Name of every european country but in their own language

by Away_Sentence8190

46 comments
  1. Countries that speak Swedish: Norway, Sweden, Denmark, Switzerland, Portugal and – almost – Iceland.

  2. Ah I see we have finally gained Greece as a trade for their debt so we moved.

  3. Royaume de Belgique / Koninkrijk België / Königreich Belgien, or BELGICA, please, wannabe-Hans.

  4. Finally our goal of removing all the seas has come to full fruition. And we even claimed some exclaves.

  5. Finally, the Faroe Islands are mentioned and it’s wrong.

    It is Danish. They speak Faroese and it’s Føroyar in their language.

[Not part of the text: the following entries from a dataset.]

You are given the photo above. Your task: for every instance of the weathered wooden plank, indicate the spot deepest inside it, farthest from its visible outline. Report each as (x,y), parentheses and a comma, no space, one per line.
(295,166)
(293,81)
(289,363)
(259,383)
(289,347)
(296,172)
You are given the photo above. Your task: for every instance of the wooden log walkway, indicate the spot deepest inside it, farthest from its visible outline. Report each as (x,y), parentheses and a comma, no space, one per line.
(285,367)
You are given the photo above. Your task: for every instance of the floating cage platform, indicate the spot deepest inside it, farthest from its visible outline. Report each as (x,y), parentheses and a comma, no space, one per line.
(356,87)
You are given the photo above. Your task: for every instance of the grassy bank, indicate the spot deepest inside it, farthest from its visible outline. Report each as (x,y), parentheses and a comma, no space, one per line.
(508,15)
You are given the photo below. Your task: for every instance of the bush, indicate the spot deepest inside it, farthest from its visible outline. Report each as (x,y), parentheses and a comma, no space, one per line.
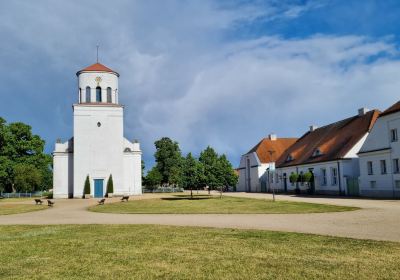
(307,177)
(110,185)
(86,189)
(293,178)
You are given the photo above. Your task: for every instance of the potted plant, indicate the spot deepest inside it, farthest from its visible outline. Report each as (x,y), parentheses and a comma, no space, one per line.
(308,178)
(294,179)
(110,187)
(86,189)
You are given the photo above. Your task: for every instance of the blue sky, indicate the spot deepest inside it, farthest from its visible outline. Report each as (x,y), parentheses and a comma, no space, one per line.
(219,73)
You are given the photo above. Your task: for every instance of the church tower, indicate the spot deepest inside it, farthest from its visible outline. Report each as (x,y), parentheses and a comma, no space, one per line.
(98,148)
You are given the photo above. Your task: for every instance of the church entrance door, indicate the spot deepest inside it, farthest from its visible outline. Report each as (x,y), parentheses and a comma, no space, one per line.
(98,188)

    Edit: same for Greenland. Grønland is Danish. Don’t know the name in Greenlandic.

    Grænland would be better, it was the original name after all.

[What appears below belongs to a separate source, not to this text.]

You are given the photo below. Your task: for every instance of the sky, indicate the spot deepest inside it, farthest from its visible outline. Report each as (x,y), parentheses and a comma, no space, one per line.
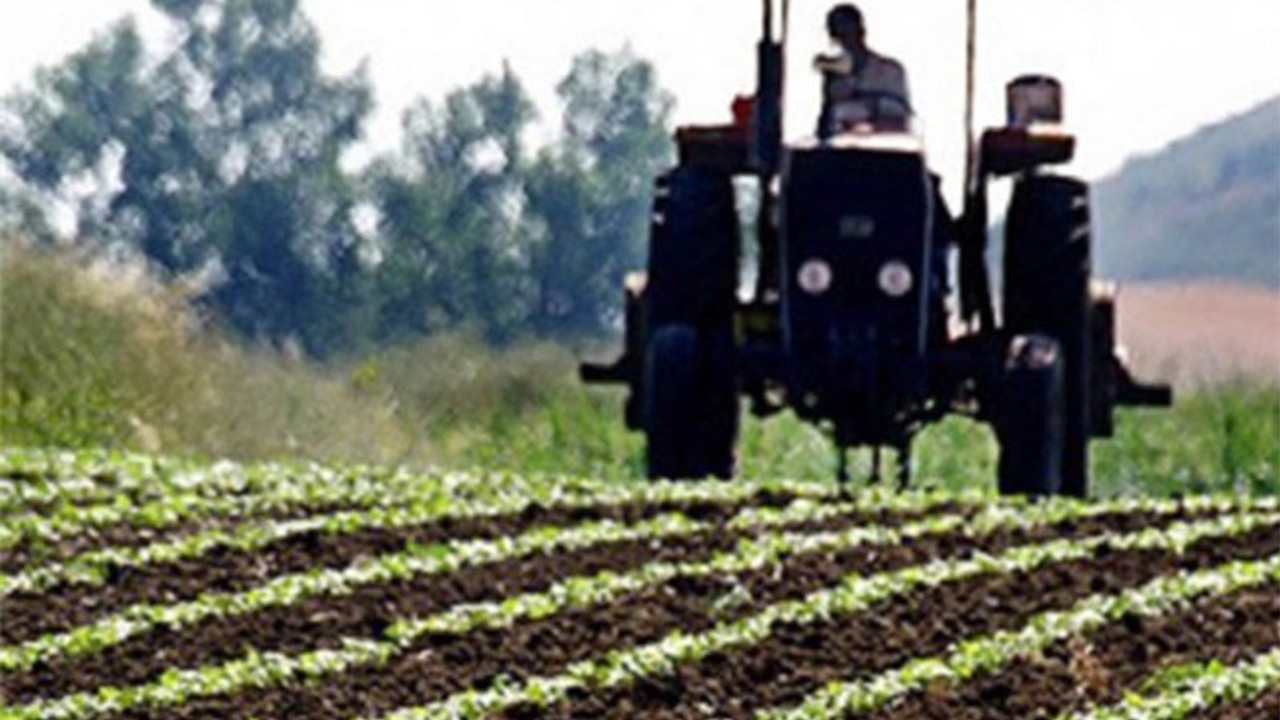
(1138,73)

  6. I wonder what country has less variants throughout all languages?
    At least the most languages I can remember, Portugal has to be up top with most languages calling Portugal “Portugal”

  7. Names of individuals stay the same regardless of country, why don’t countries? Why do we say Poland instead of just “Polska”? I never got it. I mean, changing the alphabets of some sure, but why not just spell out how it sounds in the original language?

  8. Norge and Sverige sound like 2 Scandinavian neighbours that live in colourful houses that dislike each other for some reason, and it’ll be something like they strongly dislike each other’s lawn mowers.

  9. You wanna include morocco and the rest of the world too? Since you put turkey there along those three countries which sure as hell aren’t european

  10. “The United Kingdom” does not have it’s own language in the typical sense, it uses many languages that come from the countries that make up the UK.

    If I wanted to I could say that “Y Deyrnas Unedig” is the country’s name in it’s own language and it would still be correct, at least, according to this map’s perameters.

    This map is very silly and not well thought out.

  11. Hans. The Isle of Man is not, nor has ever been apart of the United Kingdom.

    For a culture so obsessed with autistic details, I’m very disappointed in you.

  12. Can’t say I really miss *Nederland,* the *Fürstentum Liechtenstein,* the *Prinçipatu de Mùnegu,* the *Serenissima Repubblica di San Marino* and the *Status Civitatis Vaticanae,* but missing they are.

    And aren’t the vernacular names of Pierre’s gaff *République française*, Hans’s turf *Bundesrepublik Deutschland,* where Ernö warms up his yard dog for lunch *Schweizerische Eidgenossenschaft/Fédération suisse/Confederazione Svizzera/Confederaziun svizra/Confoederatio Helvetica* and Roger’s pothole ridden hellhole *Koninkrijk België/Royaume de Belgique/Königreich Belgien*?

    I shall refrain from pointing out that the United Kingdom consists of four countries in Europe alone, or at least let’s presume I shall.

  13. The United Kingdom is a nation, Scotland and England are both countries in their own right.